Proposed cull.Verdict `yaml:"proposed,omitempty"`
// DecidedAt is when Verdict last changed (RFC3339); recency for the learner.
DecidedAt string `yaml:"decided_at,omitempty"`
}
R-CAP-5(MUST) On cull,Proposedis set to the machine verdict and equalsVerdict(no override yet). On a human override (verdictCLI / studio),Verdictchanges andOverride=truebutProposedis preserved — yielding the(Proposed → Verdict)correction pair.R-CAP-6(MUST) The records stay human-readable YAML (0001§3) and deterministic given the same inputs (R-GLOBAL-7) — exceptDecidedAt, the one intentionally time-varying field.
5. Non-goals (this spec)¶
- The learner itself — model, profile auto-tuning, the
learncommand: Phase 4. - A cross-shoot catalogue / global store — explicitly out (
0001§2;R-CAP-1). - Full event sourcing — we keep the latest decision per frame (signals + proposed + final + decided-at), not every intermediate flip.

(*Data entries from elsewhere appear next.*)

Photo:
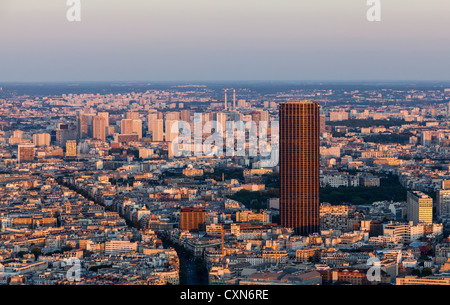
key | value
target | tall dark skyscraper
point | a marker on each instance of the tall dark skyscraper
(299, 166)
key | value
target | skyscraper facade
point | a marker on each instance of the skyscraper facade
(299, 166)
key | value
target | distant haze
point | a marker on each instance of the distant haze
(145, 40)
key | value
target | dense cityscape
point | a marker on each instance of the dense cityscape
(275, 183)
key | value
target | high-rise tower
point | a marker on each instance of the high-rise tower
(299, 166)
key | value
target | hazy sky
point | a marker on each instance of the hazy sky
(149, 40)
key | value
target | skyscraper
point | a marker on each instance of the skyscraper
(41, 139)
(420, 207)
(129, 126)
(71, 148)
(25, 153)
(299, 166)
(99, 128)
(443, 199)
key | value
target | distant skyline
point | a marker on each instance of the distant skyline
(224, 40)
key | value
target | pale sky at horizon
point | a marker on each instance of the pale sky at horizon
(151, 40)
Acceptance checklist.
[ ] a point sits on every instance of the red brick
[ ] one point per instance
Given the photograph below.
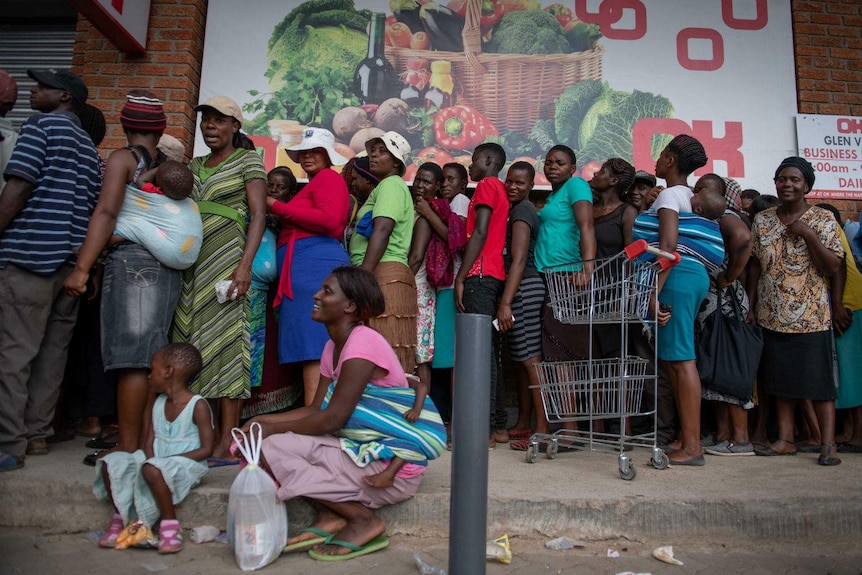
(813, 29)
(826, 19)
(845, 76)
(814, 96)
(845, 53)
(813, 73)
(811, 51)
(833, 109)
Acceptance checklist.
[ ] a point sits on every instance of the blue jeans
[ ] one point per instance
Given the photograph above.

An append-only event log is a possible future enrichment if the learner wants trajectories; flagged, not built (§7-Q2).
- PII / consent for training — the records are local, per-shoot, never leave the machine; revisit only if learning ever moves cloud-side.

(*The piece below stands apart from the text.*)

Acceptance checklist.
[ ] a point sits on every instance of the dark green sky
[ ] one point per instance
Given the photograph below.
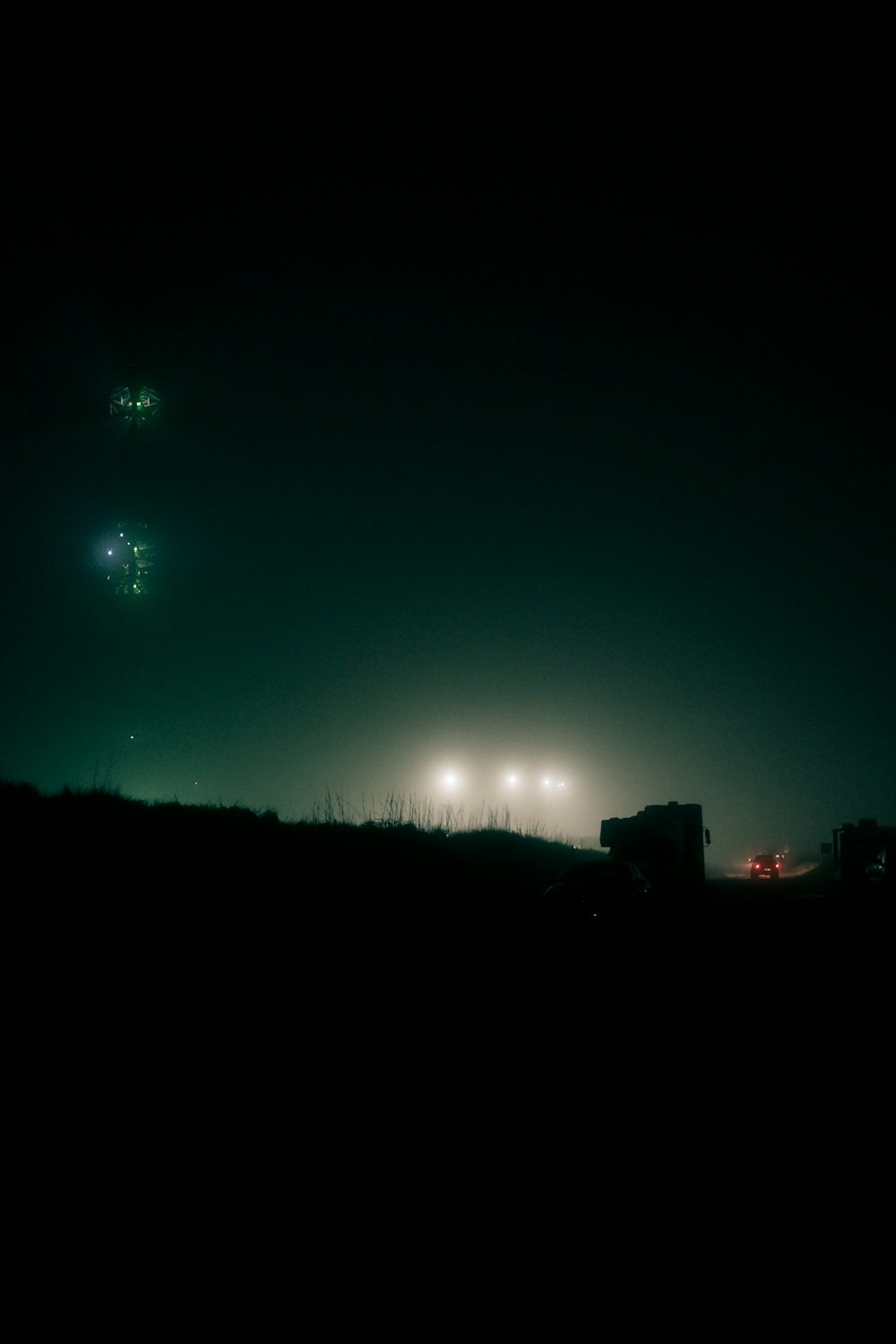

6. Implementation plan (alongside the eye wiring)¶
The minimal substrate, TDD, deterministic-core unit-tested:
shoot.FrameVerdictgainsProposed+DecidedAt;Verdicts.OverridepreservesProposed, stampsDecidedAt(passed in, not read from the clock, to stay testable —R-GLOBAL-7). Round-trip + override unit tests.pipeline.CullsetsProposed= the resolved verdict and persists the per-frameSignalsto the analysis cache.shootgains analysis-cache read/write (.krites/analysis/), keyed by frame + analysis-version. Pure (de)serialisation, unit-tested.- Docs: a short "what krites records, and why (Phase-4 ready)" page.
Layered so it lands with the eye-signal wiring — the first real culls then bank labelled data including the new eye signal.
7. Open questions¶
- Q1 — analysis-cache granularity. One file per frame
(
.krites/analysis/<frame>.yaml) vs oneanalysis.yamlmap for the shoot. A per-frame file diffs cleanly and resumes well on 4,000 frames; a single map is simpler. Recommend: one map file now (matchesverdicts.yaml), revisit if it gets heavy. - Q2 — latest-state vs event log. Keep only the latest decision per frame, or append every change? Recommend: latest-state now (§5); event log deferred to Phase 4 if the learner wants trajectories.
- Q3 — profile identity. Store just the profile name, or name + a content hash of its thresholds? Recommend: name + hash — the thresholds move, and the learner needs to know which were in force.